I like your profile name — it includes your actual name without revealing too much personal information and has a catch phrase attached. No issues here. =)
You need to add a headshot for your main profile picture, not a professional or business photo, but a close-up of your smiling face with your eyes showing. Next, I would advise some rearranging of photos:
- Move the pic of you in flip flops from third to second place (the full-body shot typically goes second)

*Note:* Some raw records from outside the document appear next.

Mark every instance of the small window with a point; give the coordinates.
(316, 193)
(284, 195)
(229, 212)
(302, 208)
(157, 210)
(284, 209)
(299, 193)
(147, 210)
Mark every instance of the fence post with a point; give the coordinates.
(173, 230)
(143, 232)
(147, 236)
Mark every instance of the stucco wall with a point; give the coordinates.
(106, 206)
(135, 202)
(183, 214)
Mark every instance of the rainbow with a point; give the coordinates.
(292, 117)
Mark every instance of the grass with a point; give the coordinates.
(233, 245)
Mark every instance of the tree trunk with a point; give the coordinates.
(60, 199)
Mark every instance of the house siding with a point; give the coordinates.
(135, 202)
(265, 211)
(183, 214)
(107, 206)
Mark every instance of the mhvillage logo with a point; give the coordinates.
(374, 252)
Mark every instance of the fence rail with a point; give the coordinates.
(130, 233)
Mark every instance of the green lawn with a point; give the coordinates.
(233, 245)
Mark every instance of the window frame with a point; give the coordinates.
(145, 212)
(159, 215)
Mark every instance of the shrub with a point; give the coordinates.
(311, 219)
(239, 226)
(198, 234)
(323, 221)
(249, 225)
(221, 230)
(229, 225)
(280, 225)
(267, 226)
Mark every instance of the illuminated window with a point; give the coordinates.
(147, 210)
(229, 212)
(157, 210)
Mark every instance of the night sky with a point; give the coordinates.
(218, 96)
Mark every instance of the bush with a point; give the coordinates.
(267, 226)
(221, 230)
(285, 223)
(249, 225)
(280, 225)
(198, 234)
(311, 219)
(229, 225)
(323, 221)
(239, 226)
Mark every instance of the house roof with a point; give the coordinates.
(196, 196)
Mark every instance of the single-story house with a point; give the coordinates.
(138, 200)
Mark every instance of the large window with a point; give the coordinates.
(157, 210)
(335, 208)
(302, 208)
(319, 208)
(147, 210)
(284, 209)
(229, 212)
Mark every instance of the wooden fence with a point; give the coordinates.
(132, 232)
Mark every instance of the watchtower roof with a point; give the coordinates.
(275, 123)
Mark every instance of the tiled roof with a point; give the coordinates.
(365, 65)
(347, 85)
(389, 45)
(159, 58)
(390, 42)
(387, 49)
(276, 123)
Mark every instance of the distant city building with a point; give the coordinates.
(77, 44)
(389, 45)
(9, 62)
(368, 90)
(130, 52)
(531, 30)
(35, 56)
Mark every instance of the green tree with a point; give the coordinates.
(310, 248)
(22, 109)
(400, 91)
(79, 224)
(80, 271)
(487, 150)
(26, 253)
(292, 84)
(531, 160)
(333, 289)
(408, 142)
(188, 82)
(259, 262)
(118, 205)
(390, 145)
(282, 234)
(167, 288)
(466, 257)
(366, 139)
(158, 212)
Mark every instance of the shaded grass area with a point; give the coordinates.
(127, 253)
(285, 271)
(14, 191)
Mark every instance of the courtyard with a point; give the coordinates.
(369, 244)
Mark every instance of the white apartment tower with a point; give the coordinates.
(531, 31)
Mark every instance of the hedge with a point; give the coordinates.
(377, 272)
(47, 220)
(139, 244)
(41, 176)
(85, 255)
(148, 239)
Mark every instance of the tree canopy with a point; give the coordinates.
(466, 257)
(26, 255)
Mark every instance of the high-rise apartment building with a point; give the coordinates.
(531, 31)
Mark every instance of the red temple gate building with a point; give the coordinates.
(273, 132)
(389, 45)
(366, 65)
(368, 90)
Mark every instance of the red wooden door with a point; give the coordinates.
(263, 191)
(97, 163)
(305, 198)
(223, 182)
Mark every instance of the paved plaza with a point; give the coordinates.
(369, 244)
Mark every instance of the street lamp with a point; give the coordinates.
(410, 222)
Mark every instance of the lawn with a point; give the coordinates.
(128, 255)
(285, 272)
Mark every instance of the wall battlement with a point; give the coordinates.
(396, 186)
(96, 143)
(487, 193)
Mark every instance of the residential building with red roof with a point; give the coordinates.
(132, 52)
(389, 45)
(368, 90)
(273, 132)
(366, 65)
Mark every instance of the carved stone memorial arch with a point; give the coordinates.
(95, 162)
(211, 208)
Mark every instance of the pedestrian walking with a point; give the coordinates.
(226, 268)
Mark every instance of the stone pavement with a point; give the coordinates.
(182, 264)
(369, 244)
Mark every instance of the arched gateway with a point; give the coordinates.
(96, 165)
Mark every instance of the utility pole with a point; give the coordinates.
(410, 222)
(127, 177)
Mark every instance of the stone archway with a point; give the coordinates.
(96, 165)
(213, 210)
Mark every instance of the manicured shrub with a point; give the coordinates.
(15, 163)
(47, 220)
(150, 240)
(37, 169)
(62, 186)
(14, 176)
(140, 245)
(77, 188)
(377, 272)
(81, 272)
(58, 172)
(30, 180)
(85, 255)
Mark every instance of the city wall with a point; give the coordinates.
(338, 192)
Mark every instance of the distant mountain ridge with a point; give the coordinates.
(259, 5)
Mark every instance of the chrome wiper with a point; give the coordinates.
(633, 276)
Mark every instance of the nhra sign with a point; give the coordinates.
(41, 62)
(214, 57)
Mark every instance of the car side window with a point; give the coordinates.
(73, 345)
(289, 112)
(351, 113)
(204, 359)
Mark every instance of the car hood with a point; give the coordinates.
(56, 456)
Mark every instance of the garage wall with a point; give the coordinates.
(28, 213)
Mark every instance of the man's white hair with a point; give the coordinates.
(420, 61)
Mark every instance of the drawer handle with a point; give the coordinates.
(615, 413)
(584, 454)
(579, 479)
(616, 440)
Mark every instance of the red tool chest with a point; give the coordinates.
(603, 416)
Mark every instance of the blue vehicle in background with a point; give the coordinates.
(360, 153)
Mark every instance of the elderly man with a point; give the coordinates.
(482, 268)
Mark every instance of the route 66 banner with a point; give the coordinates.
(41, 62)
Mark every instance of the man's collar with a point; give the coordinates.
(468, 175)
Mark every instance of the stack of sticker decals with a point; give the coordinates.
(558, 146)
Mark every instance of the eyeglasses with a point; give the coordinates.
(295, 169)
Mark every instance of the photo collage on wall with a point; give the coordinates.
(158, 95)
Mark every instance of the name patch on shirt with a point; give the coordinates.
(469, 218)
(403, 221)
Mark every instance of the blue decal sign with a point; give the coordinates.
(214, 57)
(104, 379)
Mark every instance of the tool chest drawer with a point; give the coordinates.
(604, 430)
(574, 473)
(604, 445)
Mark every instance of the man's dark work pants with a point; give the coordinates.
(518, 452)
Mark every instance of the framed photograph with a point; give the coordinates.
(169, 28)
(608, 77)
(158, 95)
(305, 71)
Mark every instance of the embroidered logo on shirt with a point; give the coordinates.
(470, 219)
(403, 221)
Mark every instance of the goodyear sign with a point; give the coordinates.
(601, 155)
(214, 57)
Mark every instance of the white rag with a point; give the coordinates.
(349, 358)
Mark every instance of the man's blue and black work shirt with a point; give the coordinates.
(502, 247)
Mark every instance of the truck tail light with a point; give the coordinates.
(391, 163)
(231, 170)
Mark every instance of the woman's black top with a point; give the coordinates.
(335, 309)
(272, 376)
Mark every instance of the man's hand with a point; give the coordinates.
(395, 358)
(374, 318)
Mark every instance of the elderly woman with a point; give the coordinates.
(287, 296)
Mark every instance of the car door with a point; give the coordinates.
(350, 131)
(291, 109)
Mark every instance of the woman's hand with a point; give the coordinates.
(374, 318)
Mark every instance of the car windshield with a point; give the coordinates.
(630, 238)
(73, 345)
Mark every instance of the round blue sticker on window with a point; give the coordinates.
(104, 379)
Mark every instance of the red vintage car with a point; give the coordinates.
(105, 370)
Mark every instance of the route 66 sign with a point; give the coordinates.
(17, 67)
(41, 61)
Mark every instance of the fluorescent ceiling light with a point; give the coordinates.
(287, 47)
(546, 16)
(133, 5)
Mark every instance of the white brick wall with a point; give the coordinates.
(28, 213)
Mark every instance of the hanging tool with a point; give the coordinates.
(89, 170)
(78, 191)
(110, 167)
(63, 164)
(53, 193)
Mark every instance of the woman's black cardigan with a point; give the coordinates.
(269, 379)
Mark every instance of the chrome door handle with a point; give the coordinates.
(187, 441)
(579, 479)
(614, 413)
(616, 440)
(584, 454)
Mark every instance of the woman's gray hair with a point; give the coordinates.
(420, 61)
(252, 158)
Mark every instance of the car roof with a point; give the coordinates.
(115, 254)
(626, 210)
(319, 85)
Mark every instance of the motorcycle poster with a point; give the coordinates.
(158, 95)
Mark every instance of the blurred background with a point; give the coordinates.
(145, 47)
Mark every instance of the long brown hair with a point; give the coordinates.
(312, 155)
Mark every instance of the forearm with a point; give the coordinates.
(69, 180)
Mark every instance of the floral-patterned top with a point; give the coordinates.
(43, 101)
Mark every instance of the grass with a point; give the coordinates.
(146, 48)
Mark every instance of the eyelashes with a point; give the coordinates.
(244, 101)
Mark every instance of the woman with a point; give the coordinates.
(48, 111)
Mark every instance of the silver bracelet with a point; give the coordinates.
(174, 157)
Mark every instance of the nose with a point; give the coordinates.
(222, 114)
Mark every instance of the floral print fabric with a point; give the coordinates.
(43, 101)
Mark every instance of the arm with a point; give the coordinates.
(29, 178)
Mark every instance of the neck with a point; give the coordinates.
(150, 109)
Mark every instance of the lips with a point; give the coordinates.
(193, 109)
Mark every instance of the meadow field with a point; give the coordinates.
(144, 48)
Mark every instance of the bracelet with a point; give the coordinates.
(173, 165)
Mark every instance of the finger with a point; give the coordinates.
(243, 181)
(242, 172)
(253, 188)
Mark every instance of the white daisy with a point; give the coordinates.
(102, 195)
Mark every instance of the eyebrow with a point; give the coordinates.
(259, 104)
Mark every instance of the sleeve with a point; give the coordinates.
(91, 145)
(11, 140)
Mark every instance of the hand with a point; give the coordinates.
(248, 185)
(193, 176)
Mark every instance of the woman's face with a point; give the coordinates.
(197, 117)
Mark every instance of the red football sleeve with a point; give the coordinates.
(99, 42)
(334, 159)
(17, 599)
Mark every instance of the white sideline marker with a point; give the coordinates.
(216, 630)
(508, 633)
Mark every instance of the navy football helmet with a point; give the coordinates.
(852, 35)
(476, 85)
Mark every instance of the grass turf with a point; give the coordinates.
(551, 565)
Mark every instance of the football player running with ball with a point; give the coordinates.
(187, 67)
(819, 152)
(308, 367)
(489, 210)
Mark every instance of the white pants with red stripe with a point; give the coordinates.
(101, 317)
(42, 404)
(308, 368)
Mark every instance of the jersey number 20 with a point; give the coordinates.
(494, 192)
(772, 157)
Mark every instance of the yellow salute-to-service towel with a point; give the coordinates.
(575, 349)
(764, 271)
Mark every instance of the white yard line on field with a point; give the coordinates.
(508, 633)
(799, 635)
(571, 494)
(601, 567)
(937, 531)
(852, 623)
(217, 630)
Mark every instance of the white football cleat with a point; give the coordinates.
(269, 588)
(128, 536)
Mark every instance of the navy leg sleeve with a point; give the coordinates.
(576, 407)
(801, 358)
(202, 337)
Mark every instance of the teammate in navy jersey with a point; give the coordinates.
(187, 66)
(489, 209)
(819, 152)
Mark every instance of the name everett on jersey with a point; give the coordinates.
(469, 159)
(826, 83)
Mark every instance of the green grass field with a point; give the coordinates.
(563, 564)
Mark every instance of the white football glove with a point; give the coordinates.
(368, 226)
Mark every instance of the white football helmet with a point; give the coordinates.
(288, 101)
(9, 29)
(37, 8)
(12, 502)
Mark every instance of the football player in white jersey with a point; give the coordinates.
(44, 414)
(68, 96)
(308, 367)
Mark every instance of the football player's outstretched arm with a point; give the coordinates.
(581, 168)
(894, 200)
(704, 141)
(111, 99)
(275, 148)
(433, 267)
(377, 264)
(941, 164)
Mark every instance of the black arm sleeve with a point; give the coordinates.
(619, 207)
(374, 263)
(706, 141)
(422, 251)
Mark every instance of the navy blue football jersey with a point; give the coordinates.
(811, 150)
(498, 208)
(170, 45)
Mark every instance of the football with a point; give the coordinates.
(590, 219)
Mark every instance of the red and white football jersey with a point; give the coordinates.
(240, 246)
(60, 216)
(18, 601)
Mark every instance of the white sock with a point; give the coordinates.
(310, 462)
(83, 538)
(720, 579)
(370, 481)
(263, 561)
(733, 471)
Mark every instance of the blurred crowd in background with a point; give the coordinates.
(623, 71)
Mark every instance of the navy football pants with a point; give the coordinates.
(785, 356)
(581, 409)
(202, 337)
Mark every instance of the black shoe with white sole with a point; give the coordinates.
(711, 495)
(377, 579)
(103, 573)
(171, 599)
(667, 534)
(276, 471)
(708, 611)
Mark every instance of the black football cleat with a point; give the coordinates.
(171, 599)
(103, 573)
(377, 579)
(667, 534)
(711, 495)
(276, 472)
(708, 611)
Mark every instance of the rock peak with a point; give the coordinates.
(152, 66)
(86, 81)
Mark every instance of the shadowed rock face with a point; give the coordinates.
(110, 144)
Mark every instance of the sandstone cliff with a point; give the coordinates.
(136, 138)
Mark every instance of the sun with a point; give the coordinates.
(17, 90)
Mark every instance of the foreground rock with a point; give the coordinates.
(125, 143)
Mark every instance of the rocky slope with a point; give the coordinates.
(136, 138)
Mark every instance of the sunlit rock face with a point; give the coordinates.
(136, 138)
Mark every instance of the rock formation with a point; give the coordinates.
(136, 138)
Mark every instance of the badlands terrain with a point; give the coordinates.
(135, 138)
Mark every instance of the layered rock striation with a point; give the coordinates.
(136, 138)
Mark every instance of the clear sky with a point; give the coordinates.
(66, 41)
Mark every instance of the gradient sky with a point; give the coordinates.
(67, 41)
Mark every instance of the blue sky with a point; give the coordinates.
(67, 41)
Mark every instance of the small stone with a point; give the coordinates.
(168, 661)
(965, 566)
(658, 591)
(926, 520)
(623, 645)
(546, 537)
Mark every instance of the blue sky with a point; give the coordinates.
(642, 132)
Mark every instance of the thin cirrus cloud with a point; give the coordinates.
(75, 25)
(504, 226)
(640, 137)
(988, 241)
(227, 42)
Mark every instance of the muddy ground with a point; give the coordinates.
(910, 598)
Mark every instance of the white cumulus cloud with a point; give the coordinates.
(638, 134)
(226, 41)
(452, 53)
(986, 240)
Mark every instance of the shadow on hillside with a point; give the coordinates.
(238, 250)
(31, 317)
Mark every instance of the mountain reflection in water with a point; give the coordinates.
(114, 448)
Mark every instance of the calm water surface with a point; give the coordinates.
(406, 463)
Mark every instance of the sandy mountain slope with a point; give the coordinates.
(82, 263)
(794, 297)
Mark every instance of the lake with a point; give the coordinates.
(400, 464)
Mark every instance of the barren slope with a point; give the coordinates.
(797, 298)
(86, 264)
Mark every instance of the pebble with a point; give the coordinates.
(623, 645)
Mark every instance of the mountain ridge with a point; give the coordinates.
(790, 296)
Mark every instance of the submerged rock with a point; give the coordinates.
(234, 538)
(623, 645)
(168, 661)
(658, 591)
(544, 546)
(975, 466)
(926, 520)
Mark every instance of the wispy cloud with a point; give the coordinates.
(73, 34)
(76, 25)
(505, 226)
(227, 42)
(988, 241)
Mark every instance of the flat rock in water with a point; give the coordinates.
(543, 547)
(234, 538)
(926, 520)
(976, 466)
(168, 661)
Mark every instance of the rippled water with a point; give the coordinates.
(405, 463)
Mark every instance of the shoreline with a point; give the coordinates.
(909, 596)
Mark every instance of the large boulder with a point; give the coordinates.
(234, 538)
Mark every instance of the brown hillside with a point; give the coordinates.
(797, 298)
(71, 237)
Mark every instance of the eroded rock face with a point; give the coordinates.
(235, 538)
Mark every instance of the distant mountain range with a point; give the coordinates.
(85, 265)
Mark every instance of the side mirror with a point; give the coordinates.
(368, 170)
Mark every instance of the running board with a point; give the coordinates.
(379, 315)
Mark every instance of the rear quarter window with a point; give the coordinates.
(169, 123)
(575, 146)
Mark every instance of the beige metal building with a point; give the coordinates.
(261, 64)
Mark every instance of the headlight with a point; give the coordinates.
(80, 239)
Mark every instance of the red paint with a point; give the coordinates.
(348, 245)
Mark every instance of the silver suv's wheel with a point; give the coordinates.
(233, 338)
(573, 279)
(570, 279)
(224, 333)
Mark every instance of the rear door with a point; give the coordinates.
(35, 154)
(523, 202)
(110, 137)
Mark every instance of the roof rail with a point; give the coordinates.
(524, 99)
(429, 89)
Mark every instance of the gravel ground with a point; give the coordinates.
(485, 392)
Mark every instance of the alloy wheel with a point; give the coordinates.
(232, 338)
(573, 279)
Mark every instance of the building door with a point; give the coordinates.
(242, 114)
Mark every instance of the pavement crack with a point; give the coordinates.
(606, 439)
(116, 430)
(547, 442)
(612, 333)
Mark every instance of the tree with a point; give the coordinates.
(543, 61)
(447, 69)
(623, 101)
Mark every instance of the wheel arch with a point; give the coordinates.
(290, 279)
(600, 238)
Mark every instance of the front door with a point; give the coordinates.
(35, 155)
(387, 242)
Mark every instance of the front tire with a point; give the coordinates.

- Your current second photo can be moved to the third slot
- Delete what is now your current profile photo
The reason I don’t like your current main photo is because it’s too posed with a fake backdrop; plus it’s oddly cropped. Since you talk about family a lot, try and find a casual photo with a family member (or two or three) and add that as your last photo. Make sure you add a caption to identify who is who — and try not to have any female family members around your age in the picture as that can be confusing!
In My Own Words:
I like a lot of what you have to say in your bio, but I do think it can be condensed and edited. You say a lot of the same things in different ways as different answers, and it can get redundant. I understand that you want to make sure a woman knows you’re being authentic, but at a certain point the overkill has the reverse effect. Right now your profile is coming across a bit strong with the “keywords” — something you will understand since you’re in online marketing.
Here are a few quick tips to help you pare down your profile:
- Cut any sentences that include the following words: honest/honesty, trust, respect, and any variation of the terms desire/adore/cherish/etc.
- Sometimes less is more and you will prove that you believe all of the above by your actions
- In fact, you can delete the middle two paragraphs of your “About Me” section
- And in the “My Perfect First Date” answer, you use the word simple three times: delete the third one and simply say (no pun intended): I want to do something easy
Another way to condense is to not answer all of the questions since many force you to repeat the same answer in other ways. I think you can eliminate “The Things I Could Never Live Without” and “For Fun I Like To” and “I’m Looking For” (or “My Ideal Relationship”).
Select “a couple extra pounds” for body type and delete your income.
My Ideal Match:
Delete “A Date” and “An Activity Partner” since you are looking for your wife. Adjust your age range. You are a 28-year-old man, so your ideal general age range should be 22-30.
Finally, when you’re searching, play with the preferences for location since New York City is so populated. You are in the perfect location to find someone, and I think the profile makeover will help you do just that!